The Hall of Fame coach, 77, who also coached Shaquille O’Neal and Kobe Bryant to three titles in four Finals appearances, said the NBA was no longer digestible and watchable to him in 2020. He found it odious that the NBA has authorized players to have words like “Justice,” “Equality,” “Black Lives Matter,” “Say Their Names,” “Vote,” “Peace” stenciled on the back of their jerseys. This period of racial reckoning was in response to the back-to-back-to-back, high-profile deaths of Armaud Arbery, Breonna Taylor and especially George Floyd at the hands of the police and psuedo cops.
“They had things on their back like “Justice,” and a funny thing happened like Justice just went to the basket and Equal Opportunity knocked him down,” Jackson said on the ‘Tetragrammaton’ podcast with Rick Rubin. “Some of my grandkids thought it was pretty funny to play up those names.
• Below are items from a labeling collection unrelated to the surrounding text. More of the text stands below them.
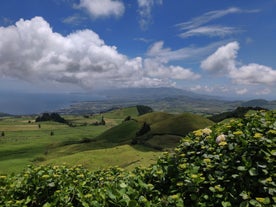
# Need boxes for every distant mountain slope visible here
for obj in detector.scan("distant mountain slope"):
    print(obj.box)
[209,107,266,122]
[0,112,12,117]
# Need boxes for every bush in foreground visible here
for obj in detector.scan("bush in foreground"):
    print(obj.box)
[0,111,276,207]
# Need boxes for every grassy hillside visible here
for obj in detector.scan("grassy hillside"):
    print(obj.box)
[0,107,212,173]
[0,111,276,207]
[151,113,213,136]
[134,112,213,149]
[0,107,159,173]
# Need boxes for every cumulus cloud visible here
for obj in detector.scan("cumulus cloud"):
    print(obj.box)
[144,58,200,80]
[201,42,239,73]
[0,17,198,88]
[201,42,276,85]
[137,0,163,30]
[176,7,242,30]
[230,63,276,84]
[75,0,125,18]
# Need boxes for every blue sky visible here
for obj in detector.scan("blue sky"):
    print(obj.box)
[0,0,276,99]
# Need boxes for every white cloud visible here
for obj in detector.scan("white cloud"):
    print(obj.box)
[176,7,259,38]
[144,58,200,80]
[230,63,276,84]
[179,26,237,38]
[62,14,86,25]
[236,88,248,95]
[201,42,276,85]
[176,7,259,30]
[76,0,125,18]
[137,0,163,30]
[147,41,221,63]
[201,42,239,73]
[0,17,199,88]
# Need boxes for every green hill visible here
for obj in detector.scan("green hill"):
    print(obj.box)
[0,111,276,207]
[95,112,213,149]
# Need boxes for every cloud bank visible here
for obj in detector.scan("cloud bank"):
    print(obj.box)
[75,0,125,18]
[176,7,259,38]
[137,0,163,30]
[0,17,199,88]
[201,42,276,85]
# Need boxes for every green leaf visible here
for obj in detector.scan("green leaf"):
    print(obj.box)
[221,201,232,207]
[43,202,52,207]
[120,183,127,188]
[248,167,258,176]
[240,201,249,207]
[249,199,262,207]
[237,166,246,171]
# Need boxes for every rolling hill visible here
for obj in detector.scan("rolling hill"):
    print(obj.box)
[93,112,213,150]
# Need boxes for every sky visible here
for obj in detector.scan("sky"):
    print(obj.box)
[0,0,276,99]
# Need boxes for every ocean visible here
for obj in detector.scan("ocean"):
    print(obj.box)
[0,92,104,115]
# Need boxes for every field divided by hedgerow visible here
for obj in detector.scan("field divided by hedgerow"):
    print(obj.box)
[0,111,276,207]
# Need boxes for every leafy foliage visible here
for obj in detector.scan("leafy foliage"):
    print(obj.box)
[0,111,276,207]
[209,106,266,122]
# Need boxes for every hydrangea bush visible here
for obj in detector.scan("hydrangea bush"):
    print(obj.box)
[0,111,276,207]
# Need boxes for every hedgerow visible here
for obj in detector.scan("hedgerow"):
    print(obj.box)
[0,111,276,207]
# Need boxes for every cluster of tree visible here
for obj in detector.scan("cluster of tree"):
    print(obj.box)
[35,113,69,124]
[136,105,153,116]
[209,107,267,123]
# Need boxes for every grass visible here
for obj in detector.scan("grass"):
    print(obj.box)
[41,144,162,170]
[0,107,155,174]
[0,107,215,174]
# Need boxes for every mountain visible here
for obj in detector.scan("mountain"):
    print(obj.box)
[96,87,219,100]
[58,88,241,114]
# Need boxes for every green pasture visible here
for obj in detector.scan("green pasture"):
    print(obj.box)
[0,107,160,174]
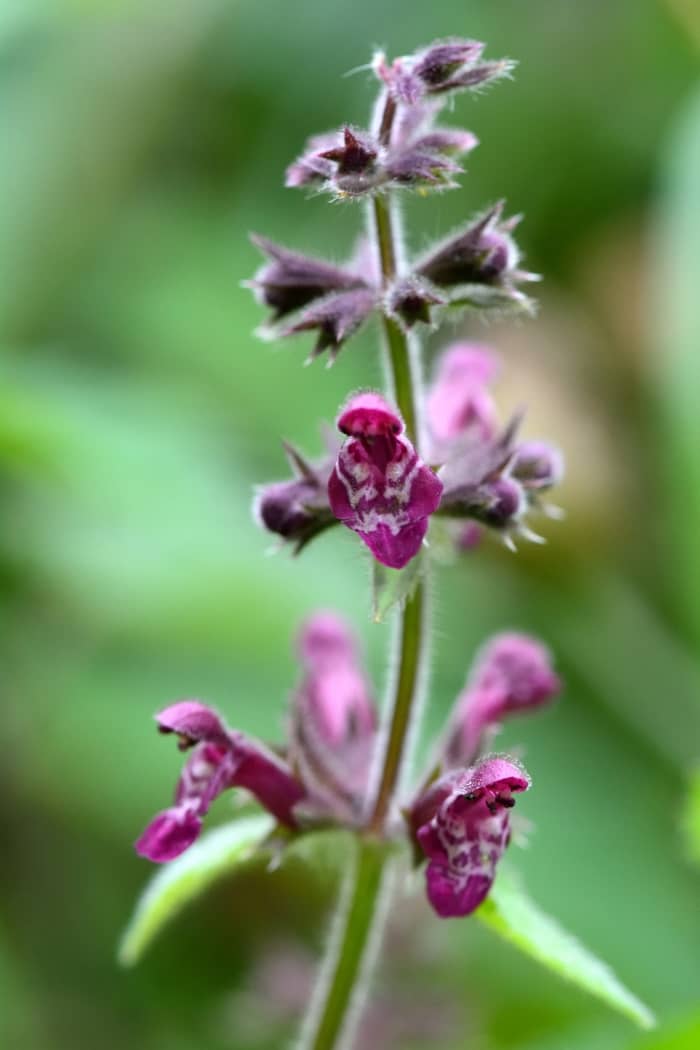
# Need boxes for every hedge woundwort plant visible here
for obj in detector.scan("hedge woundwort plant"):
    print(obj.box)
[127,40,659,1050]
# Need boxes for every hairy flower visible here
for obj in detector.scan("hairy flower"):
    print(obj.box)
[416,201,537,308]
[136,700,305,862]
[447,632,561,768]
[373,38,513,106]
[253,442,337,554]
[411,757,530,919]
[328,392,442,569]
[385,275,447,331]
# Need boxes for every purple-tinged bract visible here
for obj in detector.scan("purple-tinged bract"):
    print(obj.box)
[328,393,442,569]
[136,700,305,863]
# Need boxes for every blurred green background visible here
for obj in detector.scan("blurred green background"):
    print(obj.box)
[0,0,700,1050]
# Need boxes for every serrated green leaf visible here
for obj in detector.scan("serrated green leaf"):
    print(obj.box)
[118,814,275,966]
[372,553,423,624]
[476,870,656,1028]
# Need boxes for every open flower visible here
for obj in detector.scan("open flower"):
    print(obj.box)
[328,392,442,569]
[411,757,530,919]
[426,342,499,451]
[136,700,305,862]
[447,632,561,769]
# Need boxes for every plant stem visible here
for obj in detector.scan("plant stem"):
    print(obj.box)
[373,196,418,444]
[301,839,388,1050]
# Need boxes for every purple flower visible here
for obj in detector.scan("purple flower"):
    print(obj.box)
[442,633,561,768]
[248,233,363,320]
[253,442,337,554]
[426,342,499,444]
[411,757,530,919]
[328,392,442,569]
[417,201,537,308]
[135,700,305,863]
[290,612,377,823]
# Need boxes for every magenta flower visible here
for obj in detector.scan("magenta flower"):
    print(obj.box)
[328,392,443,569]
[443,633,561,768]
[253,434,338,554]
[135,700,305,862]
[426,342,499,444]
[411,757,530,919]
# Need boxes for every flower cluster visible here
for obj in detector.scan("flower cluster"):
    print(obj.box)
[136,32,563,940]
[256,343,564,568]
[136,612,559,916]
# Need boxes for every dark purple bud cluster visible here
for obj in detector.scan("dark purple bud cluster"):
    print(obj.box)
[256,343,564,568]
[249,40,535,360]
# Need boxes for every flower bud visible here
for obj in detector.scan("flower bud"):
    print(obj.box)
[386,276,447,330]
[440,632,561,769]
[279,288,377,362]
[417,202,524,288]
[253,444,336,554]
[426,342,499,443]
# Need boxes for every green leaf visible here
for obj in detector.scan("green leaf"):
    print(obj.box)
[683,770,700,864]
[118,814,275,966]
[476,870,656,1028]
[372,553,423,624]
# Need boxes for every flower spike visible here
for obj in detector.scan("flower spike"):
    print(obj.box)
[440,632,561,769]
[410,757,530,919]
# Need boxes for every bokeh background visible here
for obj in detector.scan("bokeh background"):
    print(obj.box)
[0,0,700,1050]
I couldn’t watch that.”
Phil Jackson says he doesn’t like basketball’s evolution & doesn’t watch anymore, thought the Bubble & political slogans on jerseys was “wanky” and made fun of it with his grandchildren
was listening to his new interview with Rick Rubin & thought it was interesting. pic.twitter.com/FVBpdnuCFj
— Clique Productions (@ImClique_) April 20, 2023
From Jackson’s perspective, politics and athletics are not compatible and tended to exacerbate racial animus in the United States.
“It was trying to cater to an audience or trying to bring a certain audience to the game,” he said, “and they didn’t know it was turning other people off. People want to see sports as non-political. Politics stays out of the game; it doesn’t need to be there.”
This is hardly the first problematic statement on race that Jackson has made in recent years. Some fans remember when he referred to LeBron James’ business partners derisively as a “posse” in 2016, according to ESPN. He also said “a certain population in our society” has a “limitation of their attention span” due to subscribing to rap music, and that players “have been dressing in prison garb … it’s like gangster, thuggery stuff.”